The museum, which is free to visit, is part of the McDonald Road Community Fire Station in Edinburgh. The station operates independently of the museum. “The museum was originally on this site in the late 1960s, before moving to Lauriston Place Fire Station in the early 1980s,” says Kelly McMeekin, the manager of the Museum of Scottish Fire Heritage. “When the service restructured to become the single Scottish Fire and Rescue Service, the Lauriston Place site was sold and the service had to find a home for the museum.”
“Edinburgh Fire Brigade, and its predecessor Edinburgh Fire Engine Establishment, retained items that various personnel thought might be of significance later,” says watch commander David Farries. “All the items were stored in various brigade premises until 1968, when the Auxiliary Fire Service was disbanded.”
In 1966, Ian McMurtrie, the assistant firemaster, was appointed curator of the museum and tasked with bringing the collection together. He was a historian and had family connections to firefighting in Edinburgh back to the mid-1800s. McMurtrie, who died in 2015, was key in preserving the collection, which documents the history of the UK’s oldest municipal fire brigade, established in 1824, and contains firefighting equipment dating back to the 1400s.

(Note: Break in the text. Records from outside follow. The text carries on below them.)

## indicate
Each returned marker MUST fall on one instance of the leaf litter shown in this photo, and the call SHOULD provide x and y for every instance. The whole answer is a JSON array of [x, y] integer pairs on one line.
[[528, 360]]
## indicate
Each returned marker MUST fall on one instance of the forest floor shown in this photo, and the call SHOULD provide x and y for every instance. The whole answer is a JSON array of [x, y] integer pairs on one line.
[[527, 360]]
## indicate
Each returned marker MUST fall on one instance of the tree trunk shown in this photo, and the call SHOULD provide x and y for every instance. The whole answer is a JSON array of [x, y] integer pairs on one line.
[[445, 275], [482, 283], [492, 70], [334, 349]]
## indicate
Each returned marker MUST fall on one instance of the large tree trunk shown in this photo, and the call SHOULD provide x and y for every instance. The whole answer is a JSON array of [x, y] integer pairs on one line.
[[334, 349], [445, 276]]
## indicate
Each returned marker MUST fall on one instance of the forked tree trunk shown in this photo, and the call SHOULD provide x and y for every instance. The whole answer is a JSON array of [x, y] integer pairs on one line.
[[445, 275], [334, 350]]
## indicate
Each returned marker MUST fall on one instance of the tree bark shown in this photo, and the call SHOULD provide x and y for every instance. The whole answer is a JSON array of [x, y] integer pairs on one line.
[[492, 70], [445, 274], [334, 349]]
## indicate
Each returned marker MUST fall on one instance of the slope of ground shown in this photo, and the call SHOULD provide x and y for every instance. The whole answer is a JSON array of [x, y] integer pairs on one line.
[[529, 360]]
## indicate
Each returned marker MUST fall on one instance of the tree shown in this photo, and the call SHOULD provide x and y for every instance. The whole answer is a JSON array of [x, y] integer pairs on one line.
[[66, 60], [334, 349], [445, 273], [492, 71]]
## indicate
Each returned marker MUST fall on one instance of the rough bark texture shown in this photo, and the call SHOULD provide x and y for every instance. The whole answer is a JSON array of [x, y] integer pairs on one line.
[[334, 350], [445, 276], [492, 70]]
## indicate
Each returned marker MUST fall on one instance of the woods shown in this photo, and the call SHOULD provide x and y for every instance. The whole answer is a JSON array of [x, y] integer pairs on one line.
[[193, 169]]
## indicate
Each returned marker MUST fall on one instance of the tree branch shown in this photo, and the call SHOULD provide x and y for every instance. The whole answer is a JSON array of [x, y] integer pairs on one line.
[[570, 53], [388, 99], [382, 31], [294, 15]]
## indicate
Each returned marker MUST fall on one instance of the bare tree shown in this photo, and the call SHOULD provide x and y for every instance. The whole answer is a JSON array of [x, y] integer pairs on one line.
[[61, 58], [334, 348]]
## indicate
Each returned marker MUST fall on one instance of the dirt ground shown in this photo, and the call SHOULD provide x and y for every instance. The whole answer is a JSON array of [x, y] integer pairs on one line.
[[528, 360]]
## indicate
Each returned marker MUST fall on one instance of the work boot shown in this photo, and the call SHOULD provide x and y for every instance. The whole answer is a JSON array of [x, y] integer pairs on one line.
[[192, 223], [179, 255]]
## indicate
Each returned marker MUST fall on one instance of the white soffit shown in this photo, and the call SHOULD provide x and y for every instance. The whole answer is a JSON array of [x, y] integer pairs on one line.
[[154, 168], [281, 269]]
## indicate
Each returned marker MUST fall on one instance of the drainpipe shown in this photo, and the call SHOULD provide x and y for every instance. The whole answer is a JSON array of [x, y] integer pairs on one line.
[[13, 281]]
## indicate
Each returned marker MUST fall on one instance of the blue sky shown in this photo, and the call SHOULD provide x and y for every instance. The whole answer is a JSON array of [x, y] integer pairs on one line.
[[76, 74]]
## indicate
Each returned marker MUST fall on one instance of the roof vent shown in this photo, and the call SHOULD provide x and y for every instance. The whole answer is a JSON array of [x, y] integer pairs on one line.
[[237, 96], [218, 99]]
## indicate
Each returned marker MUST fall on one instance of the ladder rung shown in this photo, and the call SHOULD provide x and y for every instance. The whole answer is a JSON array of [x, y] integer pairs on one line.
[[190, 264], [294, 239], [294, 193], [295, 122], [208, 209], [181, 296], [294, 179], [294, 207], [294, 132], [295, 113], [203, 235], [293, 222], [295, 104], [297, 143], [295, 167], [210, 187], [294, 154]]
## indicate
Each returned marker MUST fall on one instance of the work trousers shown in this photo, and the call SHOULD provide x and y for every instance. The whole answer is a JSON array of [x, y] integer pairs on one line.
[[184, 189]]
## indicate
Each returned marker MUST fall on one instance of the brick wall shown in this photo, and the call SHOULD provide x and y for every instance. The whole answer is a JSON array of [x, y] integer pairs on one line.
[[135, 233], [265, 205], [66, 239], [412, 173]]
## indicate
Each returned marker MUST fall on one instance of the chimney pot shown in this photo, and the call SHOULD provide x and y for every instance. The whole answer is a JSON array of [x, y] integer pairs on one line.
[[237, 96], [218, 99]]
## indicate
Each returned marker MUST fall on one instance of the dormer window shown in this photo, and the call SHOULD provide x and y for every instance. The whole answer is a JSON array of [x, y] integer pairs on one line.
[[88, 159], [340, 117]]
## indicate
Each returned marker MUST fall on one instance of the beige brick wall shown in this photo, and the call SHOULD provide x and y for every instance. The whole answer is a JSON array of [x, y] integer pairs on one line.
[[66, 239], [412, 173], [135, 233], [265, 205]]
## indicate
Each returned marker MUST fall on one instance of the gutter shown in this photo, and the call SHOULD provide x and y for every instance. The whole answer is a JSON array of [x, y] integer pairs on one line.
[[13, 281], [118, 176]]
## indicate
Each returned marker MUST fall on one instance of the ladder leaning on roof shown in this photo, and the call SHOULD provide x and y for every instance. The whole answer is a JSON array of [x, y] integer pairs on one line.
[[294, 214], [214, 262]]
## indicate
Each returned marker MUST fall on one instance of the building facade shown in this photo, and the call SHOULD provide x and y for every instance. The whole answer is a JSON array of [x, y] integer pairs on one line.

The museum’s objects tell the history of the fire service in Scotland up to the present day. The collection includes four engines that tackled the Great Fire of Edinburgh in 1824. “We also have an 1806 hand pump from Duns in the Scottish Borders,” says Farries. “Our oldest artefacts are the ‘Cleikes of Iron’ – which date from 1426 and were provided in Edinburgh after James I stipulated precautions in an early Fire Act – that must be put in place to deal with possible fire outbreaks in buildings across Scotland.”
The museum is part of a working fire station, so visitors can watch day-to-day activities in the operational drill yard from observation windows. One of the earliest pieces of Scottish legislation written about preventing fires is on display – the 1703 Fire Act, which is one of only four known copies remaining in Scotland. “Climate change is an important topic for the fire service, from wildfires to flooding,” says Quonya Huff, the visitor experience team lead. “There is a display that discusses flooding as a challenge and a result of climate change.”
Help at hand
Three full-time staff members and about 25 volunteers – some of whom are retired firefighters – keep the museum running.
McMeekin says it was vital to identify relevant people and get them around a table early to ensure everyone was on the same page. “If you work in an organisation where there are mixed priorities, early advocacy is key,” she says.